Les haïtiens en République Dominicaine : des boucs émissaires dans un climat de peur et de violence

En République dominicaine, les tensions entre Dominicains et Haïtiens atteignent des sommets inquiétants. Dernièrement, des données alarmantes publiées par Listín Diario révèlent que les actes criminels impliquant des Haïtiens sont en augmentation. Mais derrière ces chiffres se cache une réalité bien plus complexe : celle d’une communauté stigmatisée et rendue responsable de nombreux maux, souvent sans preuves solides.

En 2024, 212 homicides auraient impliqué des Haïtiens, selon les autorités dominicaines. Parmi eux, 122 sont liés à des conflits sociaux, 43 à des actes criminels, et 22 restent en cours d’investigation. Ces chiffres représentent 16,4 % de la tasa de homicidios du pays, un détail que certains médias dominicains n’ont pas manqué de mettre en avant pour alimenter un discours alarmiste.

Mais ce qui interpelle, c’est que ces chiffres sont souvent présentés hors de leur contexte. La majorité des Haïtiens vivant en République dominicaine ne sont pas comptabilisés dans la population de base utilisée pour calculer les taux de criminalité.

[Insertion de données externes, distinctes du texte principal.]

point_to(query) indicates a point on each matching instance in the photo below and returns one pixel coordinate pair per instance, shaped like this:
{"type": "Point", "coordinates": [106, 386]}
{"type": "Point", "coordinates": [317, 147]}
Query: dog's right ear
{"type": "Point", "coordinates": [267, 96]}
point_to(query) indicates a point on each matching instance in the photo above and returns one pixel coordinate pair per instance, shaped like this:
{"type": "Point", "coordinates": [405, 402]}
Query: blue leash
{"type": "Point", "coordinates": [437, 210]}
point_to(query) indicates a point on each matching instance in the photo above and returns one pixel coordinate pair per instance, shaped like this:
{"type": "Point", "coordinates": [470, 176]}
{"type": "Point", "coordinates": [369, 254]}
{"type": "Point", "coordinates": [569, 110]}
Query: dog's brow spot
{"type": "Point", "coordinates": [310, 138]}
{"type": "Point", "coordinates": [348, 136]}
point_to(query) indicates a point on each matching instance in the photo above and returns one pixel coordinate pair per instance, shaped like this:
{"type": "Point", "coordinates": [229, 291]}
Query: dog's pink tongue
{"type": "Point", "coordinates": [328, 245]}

Cela conduit à une surestimation des proportions.

De plus, l’absence d’identification formelle des auteurs matériels dans de nombreux cas jette un sérieux doute sur la validité de ces statistiques. En réalité, beaucoup de ces crimes restent impunis, et les enquêtes s’éternisent, renforçant la stigmatisation plutôt que de chercher des solutions.

Selon les autorités, 49,6 % des homicides imputés aux Haïtiens auraient été commis avec des armes blanches comme des couteaux ou des machettes. Ce détail, largement relayé par les médias, contribue à peindre un tableau effrayant d’une communauté perçue comme violente et incontrôlable.

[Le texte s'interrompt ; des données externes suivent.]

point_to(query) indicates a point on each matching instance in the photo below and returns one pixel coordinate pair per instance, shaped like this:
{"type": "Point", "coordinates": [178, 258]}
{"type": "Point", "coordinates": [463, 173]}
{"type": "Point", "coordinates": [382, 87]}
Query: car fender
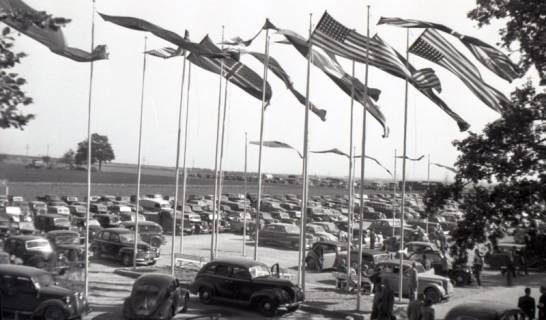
{"type": "Point", "coordinates": [51, 302]}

Mais cette narration omet de mentionner les contextes dans lesquels ces crimes se produisent, souvent dans des zones rurales ou marginalisées où les armes à feu sont rares et les tensions sociales exacerbées.

Des incidents isolés, comme le meurtre en juin 2024 d’un hacendado par un travailleur haïtien après une « petite dispute », sont amplifiés pour nourrir un climat de méfiance. En septembre 2023, le meurtre de quatre personnes à Aminilla, dans la province de Dajabón, avait déjà suscité une vague d’indignation. Dans ce cas, une bande mixte de Haïtiens et de Dominicains a été impliquée, mais les projecteurs sont restés braqués sur les suspects haïtiens.

Cette focalisation unilatérale sur les Haïtiens occulte une réalité bien plus nuancée. Elle alimente une rhétorique qui transforme cette communauté en bouc émissaire, masquant ainsi les responsabilités partagées dans la montée de la criminalité.

La diabolisation des Haïtiens en République dominicaine ne se limite pas aux discours médiatiques. Elle se traduit par des arrestations arbitraires, des expulsions massives, et un climat d’insécurité permanent pour cette communauté. Être Haïtien, dans ce contexte, revient à porter une cible sur son dos.

Ce discours alimenté par des statistiques manipulées et des récits biaisés menace non seulement la sécurité des Haïtiens, mais aussi les relations déjà tendues entre les deux nations partageant l’île d’Hispaniola.

La criminalité est un problème complexe, enraciné dans des inégalités sociales et économiques profondes. Accuser une communauté entière ne résoudra rien.